Our findings, in a forthcoming paper in the Academy of Management Journal, showed that a CEO whose firm issued more unrelated positive press releases around the time of an acquisition exercised 6.7% more options (on average, $220,000) in the next quarter than a CEO whose firm did not issue unrelated positive press releases. This shows that more impression offsetting may signal that CEOs have low confidence in the deal.
This relationship became even stronger when there were potential perceptions of higher risk. For example, older CEOs whose firms issued unrelated positive press releases exercised 27.6% more options (a dollar difference of $850,000) than younger CEOs whose firms issued such press releases. Similarly, CEOs in fast–paced industries exercised 61.3% more options (a dollar difference of $1.7 million) than CEOs in more stable industries. When it came to CEOs of highly reputable and less reputable firms, the difference appeared when their firms did not put out positive press releases. When there was no impression offsetting, CEOs of highly reputable firms exercised 90% fewer options (a dollar difference of $3 million) than CEOs of other firms. In other words, CEOs of reputable firms were more inclined to either use impression offsetting and later exercise options or to do neither, suggesting that their sense of risk had more of an influence on their decisions.
Our findings have important implications for investors, media relations professionals, and boards designing executive compensation packages. For investors, examining other announcements by firms around acquisition announcements may provide a signal of low CEO confidence at the time of the announcement. While prior research provided a way to detect low CEO confidence after the fact, our examination of unrelated positive announcements appears to give investors an earlier indication of CEOs lacking confidence in an acquisition.

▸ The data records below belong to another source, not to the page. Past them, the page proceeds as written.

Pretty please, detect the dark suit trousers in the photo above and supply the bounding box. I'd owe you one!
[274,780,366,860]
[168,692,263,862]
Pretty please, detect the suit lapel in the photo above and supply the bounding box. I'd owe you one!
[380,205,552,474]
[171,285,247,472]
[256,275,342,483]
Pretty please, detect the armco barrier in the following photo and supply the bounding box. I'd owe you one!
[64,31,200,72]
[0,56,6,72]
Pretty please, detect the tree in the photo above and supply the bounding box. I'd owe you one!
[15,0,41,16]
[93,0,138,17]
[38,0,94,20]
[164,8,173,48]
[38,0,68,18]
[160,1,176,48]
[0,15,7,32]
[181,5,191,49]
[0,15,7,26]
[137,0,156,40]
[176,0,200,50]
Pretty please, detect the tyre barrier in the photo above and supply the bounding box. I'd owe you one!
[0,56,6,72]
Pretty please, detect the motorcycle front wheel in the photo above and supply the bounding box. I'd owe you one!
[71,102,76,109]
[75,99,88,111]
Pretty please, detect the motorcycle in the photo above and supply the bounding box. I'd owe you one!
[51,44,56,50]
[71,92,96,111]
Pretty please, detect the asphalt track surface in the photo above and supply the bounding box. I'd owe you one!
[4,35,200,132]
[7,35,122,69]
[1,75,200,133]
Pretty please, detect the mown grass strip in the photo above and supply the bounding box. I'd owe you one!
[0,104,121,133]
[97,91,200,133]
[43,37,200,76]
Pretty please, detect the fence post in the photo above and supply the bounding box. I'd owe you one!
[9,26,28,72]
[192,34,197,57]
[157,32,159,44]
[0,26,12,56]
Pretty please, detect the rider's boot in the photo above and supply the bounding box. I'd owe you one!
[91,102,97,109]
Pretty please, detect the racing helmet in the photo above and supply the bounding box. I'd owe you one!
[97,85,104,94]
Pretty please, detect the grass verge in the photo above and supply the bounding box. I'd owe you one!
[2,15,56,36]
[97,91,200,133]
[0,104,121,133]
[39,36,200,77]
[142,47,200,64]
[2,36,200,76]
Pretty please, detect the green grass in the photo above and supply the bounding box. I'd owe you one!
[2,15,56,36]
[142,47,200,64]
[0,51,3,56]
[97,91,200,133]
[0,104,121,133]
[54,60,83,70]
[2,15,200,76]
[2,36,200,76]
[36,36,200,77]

This finding is also an example of how firms strategically approach external communications, such that in addition to content, communication timing matters. Investors may be well–served to view firm communications as part of the firm’s overall strategy. In turn, media relations professionals may want to weigh the risk of whether being “caught” managing impressions could backfire, as it has been shown to do with individuals.
For boards and compensation committees, our findings suggest that CEOs are closely attuned to the personal financial risk associated with their compensation, and that they actively work to protect it. Public companies try to align managers’ incentives with those of shareholders, which is why they tie executive compensation to firm stock performance. But if CEOs are worried about the stock price falling, say due to concerns about an acquisition, they may take steps to preserve their wealth. For example, when they are less confident in acquisitions, CEOs use unrelated positive press releases to manage impressions and protect the stock price, in turn protecting their stock options long enough to exercise them at a higher rate than similarly–situated CEOs.
There are also further questions for us to explore. Does impression offsetting also signal low confidence in other types of announcements—such as alliances, new products, or earnings forecasts? What other unintentional signals do firms send, whether optimistic or pessimistic? And with this impression offsetting tactic now demystified, will markets begin to punish firms for using it? Our ongoing work is looking for answers.